The Autonomous Bougainville Government passed the Bougainville Mining Act just before this year’s election and says it is ground breaking legislation, giving landowners control of their resources for the first time.
Jubilee Australia has been highly critical of the law and in a new report called ‘The Devil in the Detail’ has put forward recommendations for changes that it says should be made.
Jubilee Australia’s chief executive Brynnie Goodwill told Don Wiseman the landowners are left with little bargaining power.
BRYNNIE GOODWILL: Deep analysis of the act is that maybe apparently given with one hand is actually undermined with the other. So for example a lot has been said that if landowners don’t want mining it won’t happen on their land. Well landowners actually don’t have a veto on an exploration license they have very little bargaining power because the institutions that are to be set up are all designed essentially to achieve landowner consent. In the end if the land is desired for mining and the government or the company that wants to mine, wants to mine on that land, mining is considered as being a public purpose which allows the government to take the land anyway.
DON WISEMAN: What you would like to see is an independent capable organisation that can stand up for the landowners.
BG: Yes first and foremost these kinds of agreements or major legislation’s should be obtained with free prior informed consent of communities. Especially a legislation of this scope. And communities that would be one way to support communities in there reviewing of legislation like this. To ensure that there is an independent group that can be turned to first in the analysis of this law and making of amendments to ensure that the safeguards are in place and secondly to be available to landowners through the process of its implementation in carrying out.
DW: Right through it you think this ability to veto that supposedly exists for the landowners is extremely weak.
BG: It is not only extremely weak there are very significant penalties were you to oppose mining. For example if anyone if a landowner wants to protest a mining license that has been on their land if they want to have to have it amended and they are not heard interfering with organisations appearing under the act and you know that is essentially protesting draws a penalty of 250 thousand Kina and five years imprisonment.
DW: You have laid out a whole lot of recommendations about the changes necessary. But the ABG, the Autonomous Bougainville Government has said on several occasions that it can be changed there is no problem. Do you see problems in it being changed?
BG: It can be changed if it is changed now, mining is a long haul operation. And actually from the interest with mining companies ironically to get this right. Because I don’t think mining companies want to be looking over their back all the time. Yes the changes can be made harder once leases are accepted that their is reliance by companies on particular provisions of the act. That then the government want to say oh but actually we didn’t mean that, oh but actually we have to change that. This is the time to make those changes before lease applications are granted.
The president of Bougainville, John Momis, says Jubilee Australia’s criticism is untrue and based on faulty research.

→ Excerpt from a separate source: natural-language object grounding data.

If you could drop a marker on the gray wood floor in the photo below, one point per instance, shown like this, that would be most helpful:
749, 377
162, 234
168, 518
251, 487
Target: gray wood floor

JOHN MOMIS: The land owners of Bougainville under the new ABG mining law are the most protected land owners anywhere in the world. No where else you have a legislation that gives them optimum protection. So I don’t know where they have culled this opinion from. They conducted a very superficial so called research with selected groups of people who were quite ignorant and who are not interested in opening the mine. If they follow their recommendation there would be no foreign investor allowed in Bougainville. That is not what we want, we want mining but under very stringent conditions that would secure the best interests of the people of Bougainville and make the mining company to pay up for the damage it has caused but at the same time give them a guarantee that their investment would not be at the risk of being taken away by unjust laws. And jubilee Australia has never had the courtesy to talk to us in ABG the initiators of the mining law.
DON WISEMAN: They say that this veto is very weak and effectively will not work as a veto.
JM: That is also nonsensical no where else in the world do you have the land owners having two veto powers, one at the exploration and the other one at the development stage. The landowners would never allow any mining to proceed without their consent. And the land owners associations were individually set up by the landowners themselves.
DW: Jubilee Australia has suggested that to overcome a series of matters that are not to the benefit of the landowners they think there should be an independent agency with some clout. That can vouch for them that can argue the case against the mining companies and against governments and so on, on behalf of the land owners. What is your response to that?
JM:The landowners associations are quite independent. Landowners associations perhaps right now may not have the capacity but legally they are quite independent. You know this government has nothing but the real interest of the people of Bougainville at heart and at the same time we must recognise that investors who come to invest have capital, expertise and managerial capabilities that the landowners needs must also be protected. If we follow the Jubilee Australia then no investor in the world would ever come to Bougainville.